Jadis ce vaste plateau élevé qui verse, en tous sens, vers les quatre mers de l'Asie Antérieure, les fleuves d'Eden, premiers chemins des peuples, non-seulement fut le berceau de la race humaine, mais aussi de tout ce qui en était l'apanage, les éléments de sa vie domestique, civile et intellectuelle. Dans ces temps reculés du partage de la terre ou de la dispersion des peuples, y avait-il des notions précises de ce qui forme maintenant le corps de nos sciences physiques et philoso phiques; ou bien y avait-il des monu ments littéraires? Questions controversées que je ne veux pas aborder; mais toute l'investigation de l'antiquité et de la saine philosophie porte à croire que de tels monuments doivent être d'une origine très-ancienne, et qu'il ne faut pas mépriser les assertions des Hébreux, des Chaldéens et d'autres peuples orientaux, qui reportent cette origine aux temps antédiluviens, et croient Noé, dépositaire non seulement des traditions orales, mais des traditions écrites. On dit même que ce patriarche, dans le premier partage de la terre et de ses possessions entre ses trois fils et leurs descendants, légua les livres à la race sémitique, mais que les fils de Japhet, race guerrière et entreprenante, ne tardèrent pas de s'en emparer; et telle fut la cause de la contrariété et des guerres qui séparèrent pour toujours les deux grandes branches de l'humanité.

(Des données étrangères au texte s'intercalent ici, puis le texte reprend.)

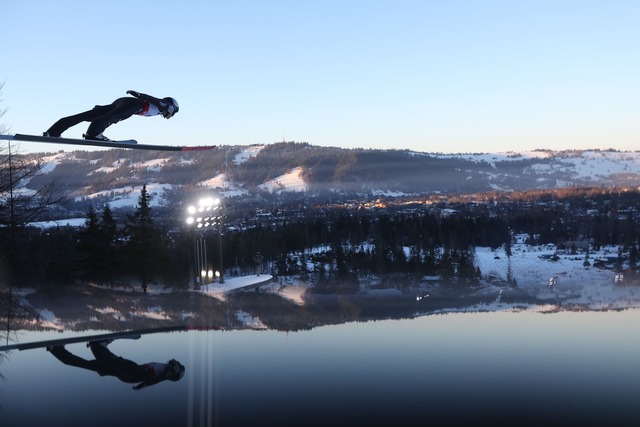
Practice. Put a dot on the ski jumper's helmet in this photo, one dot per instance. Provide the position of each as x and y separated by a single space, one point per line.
172 107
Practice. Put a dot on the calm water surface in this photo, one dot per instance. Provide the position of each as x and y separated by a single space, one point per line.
454 369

Il est accepté presque universellement que la première habitation des hommes sur la terre et le point de leur séparation ne fussent dans le plateau ci dessus indiqué, qui, dans la suite, fut nommé Arménie. En abandonnant ici la question de l'origine et de l'affinité de la langue et des monuments primitifs de notre nation, nous ne devons pas oublier que l'Arménie possédait une civilisation et cultivait les arts, la poésie, l'astronomie et le commerce, avant même qu'ils eussent été développés dans l'Égypte, dans la Chaldée, dans la Grèce et dans les Indes. Nous en trouvons des traces dans nos chronographes, dans la Bible, dans les traditions des peuples, dans les historiens les plus anciens, grecs et orientaux, dans les livres d'histoire naturelle ou thérapeutique des Théophraste et des Dioscoride.

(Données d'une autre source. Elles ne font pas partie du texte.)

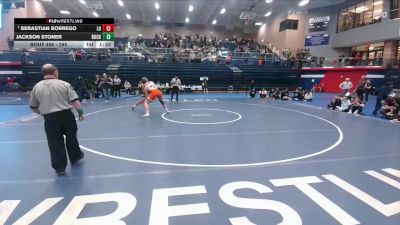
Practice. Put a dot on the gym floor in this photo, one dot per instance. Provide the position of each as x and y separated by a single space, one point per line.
215 159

Vers le milieu du 2-e siècle avant Jésus-Christ, notre histoire commence à s'éclaircir de plus en plus, et la nation arménienne se fait une place remarquable dans l'histoire universelle. La dynastie des Arsacides venait de s'établir sur le trône des Hayganides. A cette époque, trois ou quatre éléments divers, autant de langues annexées à l'arménienne, composaient notre littérature ou notre culture intellectuelle. C'était d'abord la langue des Parthes, sans doute scytho-pehlevi, qui bientôt s'engloutit dans la langue dominante de notre pays; c'était ensuite la syriaque, depuis longtemps connue et parlée dans nos provinces méridionales, et cultivée depuis que les premiers Arsacides établirent leur siége à Nisibe, dans la Mésopotamie, alors comprise dans les fiefs du royaume d'Arménie. Enfin, outre la langue zende et celle encore inconnue des inscriptions cunéiformes répandues dans l’Arménie depuis les bords de l'Euphrate jusqu'à ceux de Zab, c'était la langue grecque, familière à nos ancêtres avant aucune nation moderne, et devenue à la mode pendant le règne des successeurs d'Alexandre, parmi lesquels se trouvent aussi des rois arméniens dont quelques monnaies à légende grecque nous sont parvenues. Il y avait aussi sans doute quelque mélange des langues caucasiennes, car les frontières de la domination arménienne s'étendaient alors jusqu'à cette chaîne de montagnes escarpées qui séparent l'Asie de l'Europe.

Pendant un cours de 500 ans, le mélange de tant de langues diverses, de tant de coutumes et de cultes même, modifia la forme intellectuelle et la religion de notre nation. Parmi ces di vinités grecques, syriennes, persanes, parthes, outre les nationales, la première place était conservée à la déesse Anahid, considérée comme la Minerve arménienne, et nommée la Mère de toute sagesse, bien qu'elle eût aussi d'autres attributs. L'Arménie avait aussi son Mercure, nommé Dir, dieu des sciences, des augures et surtout des lettres, auquel elle avait consacré non seulement des temples, mais encore le 4 mois de son calendrier ancien.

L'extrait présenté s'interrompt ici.